If you ask Aristotle 2000 years ago, he would tell you about the three acts of a story: beginning, middle and end. But I never found that really super insightful. We need a bit more detail to be able craft stories. So this is a recipe that you could use. But I’m not going to tell you about it. I’m going to show you.
Two things before that: there’s going to be a few spoilers about the classics. If you haven’t watched them, you should feel bad and this is your punishment, right here. Number 2: it’s going to go pretty fast, OK? So grab your armchairs. Ready? All right let’s go!
(Song beginning The Lion King)
We start in the ordinary world. It’s the world of the main character. It’s the normal world. But there’s something weird about it. Something that doesn’t feel quite right. Until suddenly (Knock knock) The inciting incident happens.

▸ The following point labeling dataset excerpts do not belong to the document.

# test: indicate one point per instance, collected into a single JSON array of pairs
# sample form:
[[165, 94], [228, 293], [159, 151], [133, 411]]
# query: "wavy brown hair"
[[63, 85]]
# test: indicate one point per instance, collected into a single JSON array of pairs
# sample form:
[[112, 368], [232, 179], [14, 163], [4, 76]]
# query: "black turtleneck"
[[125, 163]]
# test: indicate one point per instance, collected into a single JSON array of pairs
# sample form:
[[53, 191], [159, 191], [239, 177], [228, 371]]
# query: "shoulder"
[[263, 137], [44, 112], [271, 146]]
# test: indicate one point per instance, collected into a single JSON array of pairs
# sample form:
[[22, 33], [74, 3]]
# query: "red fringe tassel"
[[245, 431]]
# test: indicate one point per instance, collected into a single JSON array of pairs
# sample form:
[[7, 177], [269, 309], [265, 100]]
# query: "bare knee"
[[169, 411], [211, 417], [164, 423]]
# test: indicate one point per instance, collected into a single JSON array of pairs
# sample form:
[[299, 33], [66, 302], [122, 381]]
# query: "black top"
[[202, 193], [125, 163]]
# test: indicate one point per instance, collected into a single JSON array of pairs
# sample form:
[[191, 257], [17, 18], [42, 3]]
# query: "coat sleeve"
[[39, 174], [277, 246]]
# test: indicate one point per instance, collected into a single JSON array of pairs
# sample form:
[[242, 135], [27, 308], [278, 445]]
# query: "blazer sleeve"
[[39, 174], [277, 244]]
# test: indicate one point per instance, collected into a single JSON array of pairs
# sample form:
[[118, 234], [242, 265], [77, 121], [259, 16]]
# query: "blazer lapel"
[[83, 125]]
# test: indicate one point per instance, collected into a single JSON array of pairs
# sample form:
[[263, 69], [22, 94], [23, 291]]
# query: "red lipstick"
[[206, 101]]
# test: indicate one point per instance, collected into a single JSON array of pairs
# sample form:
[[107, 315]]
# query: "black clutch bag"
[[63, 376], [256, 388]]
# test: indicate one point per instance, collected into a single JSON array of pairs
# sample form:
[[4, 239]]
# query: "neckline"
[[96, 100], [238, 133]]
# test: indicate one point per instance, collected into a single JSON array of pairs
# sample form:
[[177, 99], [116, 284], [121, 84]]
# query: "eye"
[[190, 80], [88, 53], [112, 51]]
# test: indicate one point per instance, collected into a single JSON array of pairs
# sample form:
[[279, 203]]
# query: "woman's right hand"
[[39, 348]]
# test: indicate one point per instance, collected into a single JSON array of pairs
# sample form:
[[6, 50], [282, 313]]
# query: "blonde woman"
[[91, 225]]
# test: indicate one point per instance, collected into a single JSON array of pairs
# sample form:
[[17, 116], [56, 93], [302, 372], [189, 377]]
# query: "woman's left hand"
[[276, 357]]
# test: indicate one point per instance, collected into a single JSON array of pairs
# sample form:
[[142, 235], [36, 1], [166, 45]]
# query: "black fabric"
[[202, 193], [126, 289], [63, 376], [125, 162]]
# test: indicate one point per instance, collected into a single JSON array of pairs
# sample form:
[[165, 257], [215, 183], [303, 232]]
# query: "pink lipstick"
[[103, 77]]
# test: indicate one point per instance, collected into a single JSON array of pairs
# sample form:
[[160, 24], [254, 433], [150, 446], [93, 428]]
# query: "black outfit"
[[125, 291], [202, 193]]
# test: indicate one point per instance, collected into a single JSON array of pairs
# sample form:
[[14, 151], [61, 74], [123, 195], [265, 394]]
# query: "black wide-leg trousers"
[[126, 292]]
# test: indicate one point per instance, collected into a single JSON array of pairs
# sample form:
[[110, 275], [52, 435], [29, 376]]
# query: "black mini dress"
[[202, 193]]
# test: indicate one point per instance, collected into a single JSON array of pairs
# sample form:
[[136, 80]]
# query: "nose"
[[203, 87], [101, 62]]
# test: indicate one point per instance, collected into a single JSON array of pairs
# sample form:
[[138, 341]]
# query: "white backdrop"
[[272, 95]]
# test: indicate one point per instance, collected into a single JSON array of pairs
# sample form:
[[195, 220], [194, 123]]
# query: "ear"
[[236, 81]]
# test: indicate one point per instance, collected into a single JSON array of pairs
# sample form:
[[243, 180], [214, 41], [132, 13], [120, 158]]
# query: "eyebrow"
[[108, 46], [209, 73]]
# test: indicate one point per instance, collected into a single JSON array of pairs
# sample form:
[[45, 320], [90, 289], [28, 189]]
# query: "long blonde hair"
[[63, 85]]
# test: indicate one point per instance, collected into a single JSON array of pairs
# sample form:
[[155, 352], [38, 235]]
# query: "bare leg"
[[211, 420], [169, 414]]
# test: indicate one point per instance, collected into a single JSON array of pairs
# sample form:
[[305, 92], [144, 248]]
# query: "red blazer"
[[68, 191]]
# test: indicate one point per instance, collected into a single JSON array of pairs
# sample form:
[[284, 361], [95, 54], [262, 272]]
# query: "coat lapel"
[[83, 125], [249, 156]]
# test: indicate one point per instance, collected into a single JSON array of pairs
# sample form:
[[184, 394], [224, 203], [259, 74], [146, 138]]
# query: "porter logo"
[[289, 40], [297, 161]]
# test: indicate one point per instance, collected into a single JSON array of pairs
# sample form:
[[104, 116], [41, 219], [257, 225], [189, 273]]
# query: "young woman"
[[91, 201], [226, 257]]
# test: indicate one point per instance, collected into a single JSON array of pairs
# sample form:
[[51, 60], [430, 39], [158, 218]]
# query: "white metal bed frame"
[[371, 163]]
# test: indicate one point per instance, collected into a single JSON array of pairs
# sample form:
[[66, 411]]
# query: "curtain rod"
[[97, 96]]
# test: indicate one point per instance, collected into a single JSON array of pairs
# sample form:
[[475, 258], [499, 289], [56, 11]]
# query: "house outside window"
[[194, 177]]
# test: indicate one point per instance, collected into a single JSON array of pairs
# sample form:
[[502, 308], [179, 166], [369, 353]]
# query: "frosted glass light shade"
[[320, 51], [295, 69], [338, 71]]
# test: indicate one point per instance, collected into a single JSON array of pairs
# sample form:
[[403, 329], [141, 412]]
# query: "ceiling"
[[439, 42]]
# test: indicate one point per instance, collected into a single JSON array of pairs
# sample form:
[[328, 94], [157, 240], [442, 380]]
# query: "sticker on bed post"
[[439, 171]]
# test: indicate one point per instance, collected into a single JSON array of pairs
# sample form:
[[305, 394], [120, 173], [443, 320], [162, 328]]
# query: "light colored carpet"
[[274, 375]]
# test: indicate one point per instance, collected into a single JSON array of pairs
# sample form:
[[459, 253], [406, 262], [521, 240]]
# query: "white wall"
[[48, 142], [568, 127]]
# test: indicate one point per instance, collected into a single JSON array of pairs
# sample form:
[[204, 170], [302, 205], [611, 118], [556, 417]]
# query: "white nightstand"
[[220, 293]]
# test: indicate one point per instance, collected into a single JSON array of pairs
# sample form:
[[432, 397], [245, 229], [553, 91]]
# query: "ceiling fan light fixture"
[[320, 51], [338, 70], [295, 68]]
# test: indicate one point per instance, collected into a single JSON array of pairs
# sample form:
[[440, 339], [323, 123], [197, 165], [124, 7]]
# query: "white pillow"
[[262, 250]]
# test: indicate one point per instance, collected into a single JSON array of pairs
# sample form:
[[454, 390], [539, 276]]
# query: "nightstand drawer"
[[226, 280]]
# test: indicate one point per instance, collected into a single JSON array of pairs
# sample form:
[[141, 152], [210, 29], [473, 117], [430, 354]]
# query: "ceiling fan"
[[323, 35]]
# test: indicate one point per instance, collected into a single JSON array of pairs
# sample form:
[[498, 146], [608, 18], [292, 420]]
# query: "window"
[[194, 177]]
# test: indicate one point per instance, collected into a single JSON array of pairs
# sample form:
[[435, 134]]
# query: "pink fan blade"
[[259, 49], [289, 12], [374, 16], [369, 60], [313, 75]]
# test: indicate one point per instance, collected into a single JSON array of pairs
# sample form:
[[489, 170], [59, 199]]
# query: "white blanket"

It’s an event around the beginning of the story that changes the world of the main character but he doesn’t know how to handle that information. (Hagrid: “You’re a wizard, Harry.”)
That’s when the mentor arrives! He’s going to push the main character to face the inciting incident, stop escaping, and drag him out of the ordinary world to cross the threshold into the extraordinary world. A magical world… A new world, completely different from the ordinary world that he knew. And there, he will meet new allies, (Aliens: Oooooooohhhh) (Buzz: Greetings!) new enemies… and he will start facing new tests and challenges. Until suddenly… Boom! The “midpoint” happens.
It’s an event around the middle of the story that changes the story completely, because it changes how the main character sees the world.
He realizes he was wrong, but he doesn’t know how to cope with that new information! So he’s weak. He’s thinking about it, and the enemies are taking advantage of this weakness to close in. They’re threatening him! They’re surrounding him! And that when they strike! It’s the crisis! It’s the lowest point of the story. It’s a moment of death, of loss…
The main character is on his knees, and he realizes he needs to change something. It’s the return. He’s coming back, energized. And he’s going to face the enemy one last time.
But now he’s changed, so he’s able to rise to new heights. And now, he wins. Now we see the aftermath: he goes back to the ordinary world, where he came from. But he’s changed. Thanks to that, he won, and thanks to that, he gets his reward! So this is the structure of stories, right? We’re done.
No! It feels quite intuitively right, right? Not at all! You ask another storyteller and he’s going to tell you: “Forget about this recipe, this is the one that you should follow!
The other one has all these things wrong!” And then you ask another storyteller, and he’s going to tell you: “Wait, what? Stories don’t even have three acts. They have five… or six… or eight… or 22… or 31! In fact, there are hundreds and hundreds of story recipes out there, and none of them agrees. That debate might be cool if you’re writing a book or a movie.
But for us, when we just need a recipe, an easy one to follow, to craft our stories for everyday use, we need something simpler. Something more fundamental. What if stories were not linear but circular? Circular in that the beginning and end are connected.
After going through the extraordinary world and the adventure we come back to the ordinary world. And thanks to the contrast, we can highlight the differences. We can see that, for example, in The Lion King. We start with the birth of Simba. And after going through the entire circle of life, we finish with the birth of his child.
We can see it in 12 years a slave, where we start with a group of black men who’re enslaved and we finish with a group of black men who’re free. We see it in Gravity where we start with a woman, alone, in space, looking at the Earth, and we finish with that woman, alone, on Earth, looking at space.
We can see it in Mad Men, where in the very first episode of the very first season, Don Draper is unhappy, but he solves a very difficult advertising campaign. And by the end, seven years later, in the very last episode, again he’s solving a very difficult advertising campaign but this time he’s happy…
Or in The Godfather, where we start with the wedding and we finish with the funeral. So you can see here this structure of the beginning and the end and the circle. And the same thing happens just after that, in the “problem” and “solution”, the inciting incident and the climax.
So for example, going back to The Godfather, at the beginning, Michael Corleone says: “My family are crooks, but I am not like them.” What he means is: “For me, honesty and civility are more important than family.”
By the end of the movie, he’s killed all of his family’s enemies and he’s lying to his wife’s face, therefore, putting family before honesty and civility. So you can see this mirror image there.
The same thing happens in Toy Story for example, where we start with Buzz: he lands and he challenges Woody’s leadership. And by the end of the story, they are friends and co-leaders.
This pattern that I’m telling you about happens throughout the entire story. The first half is about exploring the problem and the second half is about exploring the solution. That’s why in a story like The Matrix, we can see scene after scene after scene from the first half is mirrored in the second half. It’s crazy! It’s like they took the first half of the movie and then, every scene, they revisited in the second half, mirroring them.